Nawet George Tenet, który twierdził, że CIA dokładnie przeanalizowała swoją propozycję, nie przyjrzał się historii najbardziej szokującej metody, polegającej na podtapianiu przywiązanego do ławki podejrzanego, tzw. waterboarding - pisze nowojorski dziennik.
Wysocy rangą urzędnicy, na których powołuje się Tenet, "nie zdawali sobie sprawy, że stosowanie metody waterborading było sądzone przez USA w procesach po II wojnie światowej i jest dobrze udokumentowane jako ulubiona metoda despotycznych rządów od czasów hiszpańskiej inkwizycji" - zauważa "NYT". Jedno z urządzeń służących do tej metody w Kambodży Pol Pota jest wystawione w Muzeum Ludobójstwa w Phnom Penh - dodaje.
Instruktorzy SERE pod koniec 2001 roku ostrzegali, że takie metody przesłuchań są "mniej wiarygodne" niż inne, ponieważ mogą zwiększyć opór więźnia i wywołać "publiczny i polityczny sprzeciw w razie ich ujawnienia".

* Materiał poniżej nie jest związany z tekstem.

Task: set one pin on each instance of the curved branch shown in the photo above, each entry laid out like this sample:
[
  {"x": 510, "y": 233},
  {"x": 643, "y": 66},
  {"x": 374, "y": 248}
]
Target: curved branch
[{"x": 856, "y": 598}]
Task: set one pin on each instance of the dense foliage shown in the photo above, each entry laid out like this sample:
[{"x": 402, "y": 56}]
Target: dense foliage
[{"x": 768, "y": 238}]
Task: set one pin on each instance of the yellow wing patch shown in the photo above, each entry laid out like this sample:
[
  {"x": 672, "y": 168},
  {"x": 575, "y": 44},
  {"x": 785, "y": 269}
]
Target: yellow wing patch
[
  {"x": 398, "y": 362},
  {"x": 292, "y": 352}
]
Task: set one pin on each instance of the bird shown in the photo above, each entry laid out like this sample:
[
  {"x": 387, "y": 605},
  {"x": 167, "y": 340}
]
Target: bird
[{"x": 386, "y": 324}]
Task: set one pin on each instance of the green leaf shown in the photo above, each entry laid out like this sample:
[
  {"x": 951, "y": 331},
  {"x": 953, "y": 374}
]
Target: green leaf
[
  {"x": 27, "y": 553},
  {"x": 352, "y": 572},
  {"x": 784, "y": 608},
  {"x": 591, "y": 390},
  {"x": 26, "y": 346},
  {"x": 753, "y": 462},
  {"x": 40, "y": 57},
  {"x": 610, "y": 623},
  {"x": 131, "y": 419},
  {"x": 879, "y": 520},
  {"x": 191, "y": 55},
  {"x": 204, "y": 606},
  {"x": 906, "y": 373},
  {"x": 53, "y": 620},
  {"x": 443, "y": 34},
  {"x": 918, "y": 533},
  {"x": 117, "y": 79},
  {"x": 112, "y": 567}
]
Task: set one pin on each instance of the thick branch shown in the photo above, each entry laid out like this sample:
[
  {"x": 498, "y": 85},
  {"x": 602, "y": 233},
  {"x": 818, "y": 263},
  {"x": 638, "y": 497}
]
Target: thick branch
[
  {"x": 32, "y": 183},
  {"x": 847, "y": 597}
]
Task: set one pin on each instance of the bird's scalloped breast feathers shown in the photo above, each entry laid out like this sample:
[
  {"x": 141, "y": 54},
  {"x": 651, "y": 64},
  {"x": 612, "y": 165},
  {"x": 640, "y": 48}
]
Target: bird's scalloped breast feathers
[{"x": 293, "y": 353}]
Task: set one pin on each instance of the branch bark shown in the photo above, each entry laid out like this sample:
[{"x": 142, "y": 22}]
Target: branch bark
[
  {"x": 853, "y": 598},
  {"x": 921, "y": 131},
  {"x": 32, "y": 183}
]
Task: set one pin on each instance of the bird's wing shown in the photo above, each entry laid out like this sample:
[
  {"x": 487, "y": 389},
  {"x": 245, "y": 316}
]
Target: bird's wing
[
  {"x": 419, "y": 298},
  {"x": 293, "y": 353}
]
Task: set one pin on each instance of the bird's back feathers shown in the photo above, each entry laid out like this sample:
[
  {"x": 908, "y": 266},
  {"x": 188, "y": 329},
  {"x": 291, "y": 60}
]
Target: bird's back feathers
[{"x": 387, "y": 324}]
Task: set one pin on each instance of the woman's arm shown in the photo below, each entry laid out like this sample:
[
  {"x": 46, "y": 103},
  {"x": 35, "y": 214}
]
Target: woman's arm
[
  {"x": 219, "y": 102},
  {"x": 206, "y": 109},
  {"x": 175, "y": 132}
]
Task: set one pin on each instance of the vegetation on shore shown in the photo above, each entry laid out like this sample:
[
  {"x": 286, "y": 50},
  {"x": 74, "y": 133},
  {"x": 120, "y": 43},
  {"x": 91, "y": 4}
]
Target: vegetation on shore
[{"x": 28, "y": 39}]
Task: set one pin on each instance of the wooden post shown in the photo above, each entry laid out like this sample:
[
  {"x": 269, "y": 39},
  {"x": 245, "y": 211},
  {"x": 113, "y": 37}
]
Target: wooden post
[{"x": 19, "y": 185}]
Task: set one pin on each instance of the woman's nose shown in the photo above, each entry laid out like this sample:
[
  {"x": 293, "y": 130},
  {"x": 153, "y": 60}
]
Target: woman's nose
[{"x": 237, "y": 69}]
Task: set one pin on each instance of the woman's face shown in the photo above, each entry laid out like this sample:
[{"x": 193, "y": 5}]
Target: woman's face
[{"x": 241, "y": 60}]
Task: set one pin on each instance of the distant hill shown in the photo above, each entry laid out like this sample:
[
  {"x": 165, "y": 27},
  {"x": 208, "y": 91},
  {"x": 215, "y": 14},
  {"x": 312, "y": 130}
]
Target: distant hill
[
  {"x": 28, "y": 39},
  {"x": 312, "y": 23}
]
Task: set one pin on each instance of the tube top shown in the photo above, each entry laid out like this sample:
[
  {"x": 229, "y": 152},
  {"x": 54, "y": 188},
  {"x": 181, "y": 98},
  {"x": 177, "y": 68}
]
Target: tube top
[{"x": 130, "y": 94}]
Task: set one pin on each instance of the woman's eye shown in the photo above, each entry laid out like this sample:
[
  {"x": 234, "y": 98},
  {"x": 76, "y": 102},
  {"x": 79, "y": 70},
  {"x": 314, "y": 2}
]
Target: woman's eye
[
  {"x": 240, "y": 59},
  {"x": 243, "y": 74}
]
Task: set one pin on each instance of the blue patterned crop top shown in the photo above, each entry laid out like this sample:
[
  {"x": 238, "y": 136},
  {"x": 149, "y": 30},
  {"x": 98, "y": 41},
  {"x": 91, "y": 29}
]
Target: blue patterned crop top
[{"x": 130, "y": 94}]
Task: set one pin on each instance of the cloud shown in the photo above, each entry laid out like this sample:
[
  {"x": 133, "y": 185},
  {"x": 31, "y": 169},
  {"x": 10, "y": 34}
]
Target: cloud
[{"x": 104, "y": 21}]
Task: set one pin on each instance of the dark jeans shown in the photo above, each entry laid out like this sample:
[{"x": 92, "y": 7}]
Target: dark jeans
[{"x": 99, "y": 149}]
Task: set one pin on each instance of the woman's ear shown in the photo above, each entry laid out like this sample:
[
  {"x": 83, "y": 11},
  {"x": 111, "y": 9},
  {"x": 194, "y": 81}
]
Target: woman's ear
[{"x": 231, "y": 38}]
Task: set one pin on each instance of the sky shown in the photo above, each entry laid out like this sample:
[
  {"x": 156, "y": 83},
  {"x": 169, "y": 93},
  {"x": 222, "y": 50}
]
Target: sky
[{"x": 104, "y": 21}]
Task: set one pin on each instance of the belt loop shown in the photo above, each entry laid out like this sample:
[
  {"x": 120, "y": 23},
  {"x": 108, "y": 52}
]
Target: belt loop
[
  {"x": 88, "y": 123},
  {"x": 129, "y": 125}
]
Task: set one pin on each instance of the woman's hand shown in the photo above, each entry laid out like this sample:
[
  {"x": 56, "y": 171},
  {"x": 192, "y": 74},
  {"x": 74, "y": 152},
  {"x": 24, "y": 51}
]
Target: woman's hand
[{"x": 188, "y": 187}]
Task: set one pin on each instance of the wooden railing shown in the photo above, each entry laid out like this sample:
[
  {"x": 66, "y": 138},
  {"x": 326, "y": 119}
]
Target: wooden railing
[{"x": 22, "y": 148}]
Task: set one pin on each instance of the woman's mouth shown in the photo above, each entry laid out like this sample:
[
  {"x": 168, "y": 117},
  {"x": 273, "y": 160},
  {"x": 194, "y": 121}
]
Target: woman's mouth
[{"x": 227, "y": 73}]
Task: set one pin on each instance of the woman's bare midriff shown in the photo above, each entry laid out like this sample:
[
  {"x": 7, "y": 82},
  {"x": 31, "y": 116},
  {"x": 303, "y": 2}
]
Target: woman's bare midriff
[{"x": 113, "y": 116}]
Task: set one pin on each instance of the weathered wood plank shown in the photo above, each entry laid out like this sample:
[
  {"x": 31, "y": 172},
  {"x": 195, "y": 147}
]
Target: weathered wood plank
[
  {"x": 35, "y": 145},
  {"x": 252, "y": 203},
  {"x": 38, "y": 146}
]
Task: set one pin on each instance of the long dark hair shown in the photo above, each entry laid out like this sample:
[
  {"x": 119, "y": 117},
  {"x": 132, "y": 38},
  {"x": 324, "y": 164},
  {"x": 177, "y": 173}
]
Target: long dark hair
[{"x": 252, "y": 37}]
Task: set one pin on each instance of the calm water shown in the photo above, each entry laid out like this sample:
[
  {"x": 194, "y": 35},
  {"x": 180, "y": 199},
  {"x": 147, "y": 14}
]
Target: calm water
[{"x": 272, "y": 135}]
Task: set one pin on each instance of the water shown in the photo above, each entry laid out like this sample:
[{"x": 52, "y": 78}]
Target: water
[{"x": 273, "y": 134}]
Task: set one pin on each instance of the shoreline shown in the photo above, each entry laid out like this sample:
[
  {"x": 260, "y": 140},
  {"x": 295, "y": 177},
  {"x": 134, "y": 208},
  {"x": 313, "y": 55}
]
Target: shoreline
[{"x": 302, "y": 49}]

Ostatecznie program zaczął być wykorzystywany przez CIA w 2002 roku; jeden z byłych wysokich przedstawicieli ds. wywiadu, który odegrał ważną rolę w zaaprobowaniu tych metod, powiedział, że nic nie wiedział o źródłach i historii programu SERE - ujawnia "New York Times". (PAP)
ksaj/ ap/
int.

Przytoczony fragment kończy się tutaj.